There was also a radio debate ‘The Front Row Debate’ where John Wilson hosted a discussion exploring the relationship between the state and the arts. You can listen to it here.
You can watch / listen to these on iplayer until the end of March and I have added them to Box of Broadcasts which you can access if you a University of Northampton student.
If you explore the Get Creative part of the website you can see lots of ideas for creative activities and articles about related people and issues. You can sign up for the weekly creative challenge – you’ll be sent an email with a 20 minute, an hour and a half a day challenge so you can choose the one that fits the time you have.
This week the challenge is based around colour and looking around us. The responses can be shared with others through the 64 million artists website or by using #BBCGetGreative on social media.
I’ve signed up because I think the ideas could be useful for using in teaching as well as in my own art.
The approach – setting an open challenge – could be a useful one in school too. It would be interesting to set the challenge on a Friday afternoon and give children the opportunity to respond at home and at school and then take a look at what they did after a week.
You can also explore Get Creative in your region here. There are lists of organisations nearby that offer creative activities.
If any of you are using the BBC Get Creative resources in school (or at home) comment below and let us know how you are getting on!
Last week creativity was in the news as the Warwick Commission launched their report ‘Enriching Britain: Culture, Creativity and Growth’ and the BBC launched their ‘Get Creative’ celenration of the arts, culture and creativity across the UK.
‘Enriching Britain: Culture, Creativity and Growth’ is based upon a year long investigation by people working in the arts and culture, supported by academics at the University of Warwick.
It was chaired by Vikki Heywood, CBE, who said:
‘The key message from this report is that the government and the cultural and creative industries need to take a united and coherent approach that guarantees equal access for everyone to a rich cultural education and the opportunity to live a creative life.

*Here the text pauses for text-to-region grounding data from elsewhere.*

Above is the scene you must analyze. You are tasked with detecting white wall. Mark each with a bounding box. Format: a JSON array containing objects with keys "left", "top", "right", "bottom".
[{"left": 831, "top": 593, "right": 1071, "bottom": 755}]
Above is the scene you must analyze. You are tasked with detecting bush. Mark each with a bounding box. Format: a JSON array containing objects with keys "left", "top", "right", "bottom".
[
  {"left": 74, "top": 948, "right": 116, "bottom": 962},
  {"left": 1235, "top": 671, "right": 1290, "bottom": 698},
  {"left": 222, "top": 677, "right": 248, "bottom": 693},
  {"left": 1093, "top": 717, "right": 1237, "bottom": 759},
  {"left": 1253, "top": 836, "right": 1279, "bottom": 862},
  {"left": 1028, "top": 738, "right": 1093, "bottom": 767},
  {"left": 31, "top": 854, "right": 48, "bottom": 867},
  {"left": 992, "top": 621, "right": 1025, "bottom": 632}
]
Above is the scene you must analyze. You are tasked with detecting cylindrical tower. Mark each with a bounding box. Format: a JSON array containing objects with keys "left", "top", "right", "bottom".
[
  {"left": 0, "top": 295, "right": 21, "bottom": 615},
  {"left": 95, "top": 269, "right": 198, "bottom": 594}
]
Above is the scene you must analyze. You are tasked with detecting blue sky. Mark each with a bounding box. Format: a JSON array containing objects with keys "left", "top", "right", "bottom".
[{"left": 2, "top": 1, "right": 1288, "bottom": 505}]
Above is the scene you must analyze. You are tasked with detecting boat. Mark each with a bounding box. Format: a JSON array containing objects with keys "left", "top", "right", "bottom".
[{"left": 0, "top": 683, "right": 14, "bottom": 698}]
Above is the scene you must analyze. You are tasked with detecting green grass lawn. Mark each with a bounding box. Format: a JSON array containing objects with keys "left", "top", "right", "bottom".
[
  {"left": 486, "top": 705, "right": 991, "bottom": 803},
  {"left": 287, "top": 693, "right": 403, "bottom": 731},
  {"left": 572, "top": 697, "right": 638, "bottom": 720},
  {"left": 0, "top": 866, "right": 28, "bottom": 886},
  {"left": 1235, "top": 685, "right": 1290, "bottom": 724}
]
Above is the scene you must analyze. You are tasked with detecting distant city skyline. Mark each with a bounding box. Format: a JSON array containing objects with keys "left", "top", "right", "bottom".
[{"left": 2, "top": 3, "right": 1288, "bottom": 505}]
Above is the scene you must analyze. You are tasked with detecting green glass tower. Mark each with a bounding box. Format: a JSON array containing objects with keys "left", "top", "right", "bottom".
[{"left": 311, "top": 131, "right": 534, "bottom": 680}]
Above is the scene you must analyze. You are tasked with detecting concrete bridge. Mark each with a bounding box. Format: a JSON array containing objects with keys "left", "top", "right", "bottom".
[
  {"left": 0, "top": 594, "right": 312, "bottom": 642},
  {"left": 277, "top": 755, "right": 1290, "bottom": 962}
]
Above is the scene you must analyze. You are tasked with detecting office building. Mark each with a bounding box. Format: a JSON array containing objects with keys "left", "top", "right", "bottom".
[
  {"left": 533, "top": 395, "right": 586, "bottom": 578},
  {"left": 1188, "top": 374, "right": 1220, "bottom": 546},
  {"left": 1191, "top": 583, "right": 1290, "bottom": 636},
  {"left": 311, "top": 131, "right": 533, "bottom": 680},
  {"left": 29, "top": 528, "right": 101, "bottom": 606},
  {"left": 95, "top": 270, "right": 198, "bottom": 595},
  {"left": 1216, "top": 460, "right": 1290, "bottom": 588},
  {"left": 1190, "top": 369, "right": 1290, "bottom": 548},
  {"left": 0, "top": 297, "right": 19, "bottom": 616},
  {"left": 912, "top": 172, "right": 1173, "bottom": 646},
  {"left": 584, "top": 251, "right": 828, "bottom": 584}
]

There are barriers and inequalities in Britain today that prevent this from being a universal human right. This is bad for business and bad for society.’ (p8)

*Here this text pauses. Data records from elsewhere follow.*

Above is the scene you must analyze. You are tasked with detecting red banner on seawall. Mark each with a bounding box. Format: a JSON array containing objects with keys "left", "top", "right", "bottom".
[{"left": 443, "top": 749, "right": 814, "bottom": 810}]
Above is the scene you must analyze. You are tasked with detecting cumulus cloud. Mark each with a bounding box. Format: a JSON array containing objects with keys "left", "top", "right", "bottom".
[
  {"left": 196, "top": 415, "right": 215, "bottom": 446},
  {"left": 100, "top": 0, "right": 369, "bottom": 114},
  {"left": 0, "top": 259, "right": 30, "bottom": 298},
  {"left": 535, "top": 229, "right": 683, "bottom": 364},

The report can be downloaded here – Final Report You can read tweets about the report and join in the discussion here #enrichinggb
For those of us working in education and schools it is interesting to note that the report calls on the Government and Ofsted to ensure all children up to 16 receive a broad cultural education and urge that no school should be designated “outstanding” without evidence of an excellent cultural and creative education.
Goal 3 (of five goals) is focused upon fully harnessing the importance of creativity in education and skills development. Goal 3 states:
A world-class creative and cultural education for all to ensure the wellbeing and creativity of the population as well as the future success of the Cultural and Creative Industries Ecosystem. Education and skills development are essential in order to maximise our nation’s full creative and cultural potential. The key to enriching Britain is to guarantee a broad cultural education for all (through arts skills acquisition, participation in arts and cultural events and enhanced appreciation), an education and a curriculum that is infused with multi-disciplinarity, creativity and enterprise and that identifies, nurtures and trains tomorrow’s creative and cultural talent. The English education system does not provide or encourage either of these priorities and this will negatively impact not just on the future of the creative industries but on our capacity to produce creative, world-leading scientists, engineers and technologists. As the evidence in this report demonstrates, children born into low income families with low levels of educational qualifications are the least likely to: be employed and succeed in the Cultural and Creative Industries; engage with and appreciate the arts, culture and heritage in the curriculum; experience culture as part of their home education and have parents who value and identify with the cultural experiences on offer from publicly funded arts, culture and heritage. (p15)
If you are seeking to preserve and enhance and culture in your setting this report contains powerful evidence and arguments to support you.